In contrast, a Lakehouse architecture, which combines the benefits of data lakes and data warehouses, can handle both structured and unstructured data more flexibly. It doesn't rely on traditional relational database constraints and can leverage distributed storage and processing more effectively. This makes some of the limitations in Fabric Data Warehouse less relevant in a Lakehouse model, where the focus is on scalability, flexibility, and handling diverse data types.

These limitations are important to understand as they reflect the trade-offs made to achieve scalability and performance. However, some of these limitations might be less of an issue if flexibility and scalability of a Lakehouse architecture is your primary need.

There may also be other noticeable limitations with lakehouses or Fabric:

SQL Endpoint in slow to reflect changes.
Fabric Mirroring for SQL Managed Instance in not available.
Lineage view for DW is not available.
Dynamic content support on Deployment Pipelines is not available.

Benefits of Migrating from SQL Server to Fabric

Migrating from a traditional SQL Server, such as Managed Instance, to Microsoft Fabric offers several benefits.

Prevention of Resource Contention

With Microsoft Fabric's distributed architecture, it can handle concurrent workloads efficiently preventing resource contention.
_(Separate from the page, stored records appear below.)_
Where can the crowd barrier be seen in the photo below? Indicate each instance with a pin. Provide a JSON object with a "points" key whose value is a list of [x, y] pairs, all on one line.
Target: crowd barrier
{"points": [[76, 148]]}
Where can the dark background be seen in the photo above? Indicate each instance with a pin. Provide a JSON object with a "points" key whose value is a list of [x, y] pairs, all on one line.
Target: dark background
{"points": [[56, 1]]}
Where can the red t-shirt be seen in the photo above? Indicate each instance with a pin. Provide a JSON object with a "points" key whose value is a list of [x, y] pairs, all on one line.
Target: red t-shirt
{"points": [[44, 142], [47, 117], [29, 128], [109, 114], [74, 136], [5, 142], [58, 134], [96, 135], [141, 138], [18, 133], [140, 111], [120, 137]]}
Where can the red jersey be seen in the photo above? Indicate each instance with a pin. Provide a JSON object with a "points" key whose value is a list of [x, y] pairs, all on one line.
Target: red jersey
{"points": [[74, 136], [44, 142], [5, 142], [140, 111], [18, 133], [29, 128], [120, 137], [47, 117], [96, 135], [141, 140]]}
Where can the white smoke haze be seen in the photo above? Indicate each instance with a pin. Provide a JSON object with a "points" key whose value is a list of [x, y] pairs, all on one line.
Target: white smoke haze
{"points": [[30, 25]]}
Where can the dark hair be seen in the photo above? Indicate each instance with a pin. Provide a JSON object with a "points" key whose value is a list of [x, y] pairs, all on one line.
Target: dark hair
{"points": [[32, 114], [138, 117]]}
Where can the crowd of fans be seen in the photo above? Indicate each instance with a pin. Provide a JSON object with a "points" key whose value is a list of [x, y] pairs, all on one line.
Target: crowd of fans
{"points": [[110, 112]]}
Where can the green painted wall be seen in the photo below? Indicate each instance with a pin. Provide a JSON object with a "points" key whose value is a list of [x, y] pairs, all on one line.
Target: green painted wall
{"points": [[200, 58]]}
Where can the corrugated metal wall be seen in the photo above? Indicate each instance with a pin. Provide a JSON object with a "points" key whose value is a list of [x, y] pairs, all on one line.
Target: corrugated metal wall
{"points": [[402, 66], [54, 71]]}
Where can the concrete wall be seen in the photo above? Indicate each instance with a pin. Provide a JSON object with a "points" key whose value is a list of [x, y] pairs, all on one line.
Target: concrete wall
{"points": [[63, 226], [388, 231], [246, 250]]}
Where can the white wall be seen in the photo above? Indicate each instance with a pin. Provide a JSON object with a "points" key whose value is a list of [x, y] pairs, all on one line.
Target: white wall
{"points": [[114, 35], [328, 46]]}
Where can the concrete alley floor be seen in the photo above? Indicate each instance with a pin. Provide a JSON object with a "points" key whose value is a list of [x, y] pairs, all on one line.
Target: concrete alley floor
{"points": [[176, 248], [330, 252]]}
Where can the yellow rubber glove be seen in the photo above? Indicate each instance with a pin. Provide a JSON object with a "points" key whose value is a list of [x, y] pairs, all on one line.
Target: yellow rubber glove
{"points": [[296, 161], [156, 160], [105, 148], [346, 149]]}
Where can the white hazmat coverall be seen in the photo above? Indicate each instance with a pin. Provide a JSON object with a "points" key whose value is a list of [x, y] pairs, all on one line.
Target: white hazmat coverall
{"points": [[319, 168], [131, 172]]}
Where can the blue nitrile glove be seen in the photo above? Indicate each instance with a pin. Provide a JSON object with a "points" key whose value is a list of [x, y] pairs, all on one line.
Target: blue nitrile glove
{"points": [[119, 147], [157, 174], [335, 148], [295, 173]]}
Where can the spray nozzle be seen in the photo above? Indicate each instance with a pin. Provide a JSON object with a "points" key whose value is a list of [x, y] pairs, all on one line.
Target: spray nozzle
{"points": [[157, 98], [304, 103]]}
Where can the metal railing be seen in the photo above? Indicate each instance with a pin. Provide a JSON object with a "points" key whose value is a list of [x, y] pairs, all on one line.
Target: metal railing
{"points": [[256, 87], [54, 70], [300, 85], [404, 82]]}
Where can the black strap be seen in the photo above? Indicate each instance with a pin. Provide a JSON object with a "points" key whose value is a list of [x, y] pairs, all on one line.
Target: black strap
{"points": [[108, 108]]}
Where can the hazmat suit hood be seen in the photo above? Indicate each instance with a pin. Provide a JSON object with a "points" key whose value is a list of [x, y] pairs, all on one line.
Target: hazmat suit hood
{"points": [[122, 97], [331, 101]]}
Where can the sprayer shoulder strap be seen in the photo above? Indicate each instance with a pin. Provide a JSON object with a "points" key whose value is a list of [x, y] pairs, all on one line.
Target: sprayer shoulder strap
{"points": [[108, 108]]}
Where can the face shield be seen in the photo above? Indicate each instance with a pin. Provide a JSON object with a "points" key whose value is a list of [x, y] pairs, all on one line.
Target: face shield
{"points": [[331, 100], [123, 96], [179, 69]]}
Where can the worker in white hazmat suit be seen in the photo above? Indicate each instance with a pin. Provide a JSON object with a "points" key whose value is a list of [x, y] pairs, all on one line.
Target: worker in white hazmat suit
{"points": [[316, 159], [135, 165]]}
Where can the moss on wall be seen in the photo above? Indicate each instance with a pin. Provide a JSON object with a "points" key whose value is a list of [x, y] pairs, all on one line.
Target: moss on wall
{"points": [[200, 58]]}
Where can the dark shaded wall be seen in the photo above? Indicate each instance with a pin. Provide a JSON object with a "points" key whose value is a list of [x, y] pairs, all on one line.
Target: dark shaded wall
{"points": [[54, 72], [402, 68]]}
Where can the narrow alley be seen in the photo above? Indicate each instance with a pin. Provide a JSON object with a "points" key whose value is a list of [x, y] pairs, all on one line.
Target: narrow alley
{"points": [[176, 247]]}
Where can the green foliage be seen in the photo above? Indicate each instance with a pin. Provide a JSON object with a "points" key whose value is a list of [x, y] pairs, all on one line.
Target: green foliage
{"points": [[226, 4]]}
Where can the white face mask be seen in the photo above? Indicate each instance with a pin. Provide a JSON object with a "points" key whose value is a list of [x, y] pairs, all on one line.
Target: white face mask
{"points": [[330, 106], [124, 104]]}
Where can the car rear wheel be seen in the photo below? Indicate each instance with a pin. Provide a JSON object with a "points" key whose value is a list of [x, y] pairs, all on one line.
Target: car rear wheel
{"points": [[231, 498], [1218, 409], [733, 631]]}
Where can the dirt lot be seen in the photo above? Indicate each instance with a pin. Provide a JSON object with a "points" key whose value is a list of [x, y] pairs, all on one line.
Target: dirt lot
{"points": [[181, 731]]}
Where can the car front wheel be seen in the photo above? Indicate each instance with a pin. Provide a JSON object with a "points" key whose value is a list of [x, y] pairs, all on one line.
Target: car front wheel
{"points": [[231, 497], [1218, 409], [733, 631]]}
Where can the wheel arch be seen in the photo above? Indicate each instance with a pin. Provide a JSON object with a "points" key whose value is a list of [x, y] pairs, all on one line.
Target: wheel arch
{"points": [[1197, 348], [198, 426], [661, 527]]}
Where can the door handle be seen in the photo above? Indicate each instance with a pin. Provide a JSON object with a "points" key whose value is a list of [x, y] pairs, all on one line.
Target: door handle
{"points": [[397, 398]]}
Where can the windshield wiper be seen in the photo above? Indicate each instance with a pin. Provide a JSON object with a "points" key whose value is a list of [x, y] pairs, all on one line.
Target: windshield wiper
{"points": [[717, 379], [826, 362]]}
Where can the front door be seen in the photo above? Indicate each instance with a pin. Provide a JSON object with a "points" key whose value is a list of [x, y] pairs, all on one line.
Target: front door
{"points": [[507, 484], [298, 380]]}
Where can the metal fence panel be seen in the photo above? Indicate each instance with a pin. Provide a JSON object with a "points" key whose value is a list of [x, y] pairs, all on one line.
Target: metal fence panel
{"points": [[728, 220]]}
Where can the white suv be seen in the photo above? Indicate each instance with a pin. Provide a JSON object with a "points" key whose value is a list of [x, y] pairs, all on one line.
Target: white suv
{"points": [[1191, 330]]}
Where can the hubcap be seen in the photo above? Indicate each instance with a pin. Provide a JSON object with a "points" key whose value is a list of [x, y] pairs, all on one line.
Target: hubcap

For instance, a retail company experiencing slowdowns during peak shopping seasons can benefit from Fabric's ability to manage high query loads without performance degradation.

Reduced Costs with Lake-Based Storage

Microsoft Fabric leverages OneLake, which is a scalable and cost-effective data lake. This can substantially reduce storage costs compared to traditional SQL Server storage. For example, a financial services firm can store vast amounts of historical transaction data in OneLake at a fraction of the cost, while still being able to perform analytics on this data.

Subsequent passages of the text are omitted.